Ob es sich beim „Ungeborenen“ um eine befruchtete Eizelle, eine Blastozyste, einen Embryo, einen Fötus, ein todkrankes oder ein lebensfähiges ungeborenes Baby handelt, wurde dabei nicht unterschieden; in jeder Form bekam das Wesen im Mutterleib denselben Wert als Mensch zugeschrieben wie die Frau, die es austrug. Was, ganz konkret, den tragischen vermeidbaren Tod mehrerer Frauen zur Folge hatte, die vom irischen Staat dazu gezwungen worden waren, ungewollte Schwangerschaften fortzuführen. Obwohl klar war, dass sie damit ihre Gesundheit oder gar ihr Leben gefährdeten.

So deutlich wie in Irland wurde schon lang nicht mehr klar, worum es beim Recht auf Abtreibung im Kern eigentlich geht: Nämlich darum, eine Frau als vollwertigen, vernunftbegabten Menschen zu begreifen, der in der Lage ist, Verantwortung für seinen eigenen Körper zu übernehmen. Und nicht bloß als Körperhülle, das dazu dient, die Versorgung eines Babys mit Blut und Nährstoffen sicherzustellen, während jemand anderer die Entscheidungen über die höheren Ziele der Fortpflanzung trifft.

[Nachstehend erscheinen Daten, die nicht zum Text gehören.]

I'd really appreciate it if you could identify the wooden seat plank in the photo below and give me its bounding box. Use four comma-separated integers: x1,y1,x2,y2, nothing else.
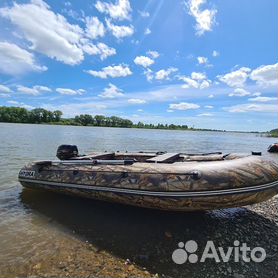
146,153,180,163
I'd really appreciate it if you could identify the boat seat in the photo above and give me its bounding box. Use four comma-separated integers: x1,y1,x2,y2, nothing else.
74,152,115,160
146,153,180,163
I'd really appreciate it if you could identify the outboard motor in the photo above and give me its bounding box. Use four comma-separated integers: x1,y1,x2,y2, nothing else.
56,145,78,160
267,143,278,153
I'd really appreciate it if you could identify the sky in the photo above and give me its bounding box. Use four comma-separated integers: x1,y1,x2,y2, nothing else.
0,0,278,131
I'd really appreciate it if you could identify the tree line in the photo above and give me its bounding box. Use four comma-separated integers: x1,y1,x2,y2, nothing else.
0,106,189,130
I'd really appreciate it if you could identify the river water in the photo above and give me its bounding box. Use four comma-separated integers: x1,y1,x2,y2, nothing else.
0,123,277,277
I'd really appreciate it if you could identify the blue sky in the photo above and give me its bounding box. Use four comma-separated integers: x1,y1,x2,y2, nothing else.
0,0,278,131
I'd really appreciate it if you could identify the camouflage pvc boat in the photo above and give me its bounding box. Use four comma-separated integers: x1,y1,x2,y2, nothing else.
19,148,278,211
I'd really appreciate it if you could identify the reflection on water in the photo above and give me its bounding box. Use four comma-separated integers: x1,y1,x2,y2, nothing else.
0,124,278,277
21,189,278,277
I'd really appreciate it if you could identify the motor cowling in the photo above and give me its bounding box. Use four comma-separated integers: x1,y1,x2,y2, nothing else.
56,145,78,160
267,143,278,153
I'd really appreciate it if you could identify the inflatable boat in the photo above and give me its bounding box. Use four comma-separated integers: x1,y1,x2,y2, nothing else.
19,145,278,211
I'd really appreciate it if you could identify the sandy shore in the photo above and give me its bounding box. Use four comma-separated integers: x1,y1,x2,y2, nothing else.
0,190,278,278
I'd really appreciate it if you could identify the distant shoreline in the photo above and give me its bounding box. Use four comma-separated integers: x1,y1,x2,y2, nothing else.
0,106,278,137
0,121,272,137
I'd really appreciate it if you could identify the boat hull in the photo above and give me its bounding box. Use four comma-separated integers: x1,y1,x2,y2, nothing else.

Wer diesen existenziellen Konflikt, dem Frauen seit Jahrhunderten ausgesetzt sind, bis zum Ende durchdenken will, dem sei Margaret Atwoods großartiger Roman „The Handmaid’s Tale“ ans Herz gelegt (die zweite Staffel der ebenfalls großartigen Serienverfilmung ging eben, mit Elisabeth Moss in der Hauptrolle, beim Videoportal „hulu“ online). Atwood zeichnet darin das düstere Zukunftsbild einer Gesellschaft, in der Fruchtbarkeit rar geworden ist, und Fortpflanzung deswegen einem rigiden, religiös verbrämten staatlichen Zwangssystem unterworfen wird. Den wenigen fruchtbaren Frauen werden die eigenen Männer und Kinder weggenommen; sie verlieren ihre Namen, werden stattdessen mit Nummern markiert, kaserniert, auf totale Unterwerfung getrimmt. Jeweils eine dieser Frauen wird anschließend einem Ehepaar der herrschenden Kaste als Gebärerin zugeteilt.

„Offred“ heißt diese Gebärerin etwa, wenn „Fred“ der Name des Haushaltsvorstands ist. In der Öffentlichkeit trägt sie ein rotes Gewand, um ihre Funktion weithin sichtbar zu machen. Kontakt zu anderen Menschen ist untersagt; Scheuklappen um ihr Gesicht sollen Kommunikation verhindern. In regelmäßigen Abständen wird sie, von einem staatlichen Transportservice bewacht, zum Gynäkologen gekarrt, der – wie bei einem TÜV – ihre Fortpflanzungsorgane kontrolliert. Den Erfordernissen einer Empfängnis entsprechend, wird sie gut ernährt. Der Geschlechtsverkehr mit dem Ehemann findet in Anwesenheit der Ehefrau statt. Klappt die Befruchtung trotz aller Bemühungen nicht, wird die Gebärerin nach ein paar Monaten durch die nächste ersetzt. Und entsorgt.

Wertschätzung erfahren Gebärerinnen ausschließlich in den Monaten ihrer Schwangerschaft. „Wir sind eine nationale Ressource“, sagt Offred. „Wir sind Behälter. Es ist nur das Innere unserer Körper, das wichtig ist.“

Irland beschloss seinen Verfassungszusatz im Oktober 1983. Kurz darauf erschien Margaret Atwoods Roman. „Eine Frau zur Mutterschaft zu zwingen, ist eine Art Sklaverei“, sagt die Schriftstellerin. Sie lebt, fast 80jährig, in Kanada. Gottseidank hat sie das irische Referendum noch erlebt.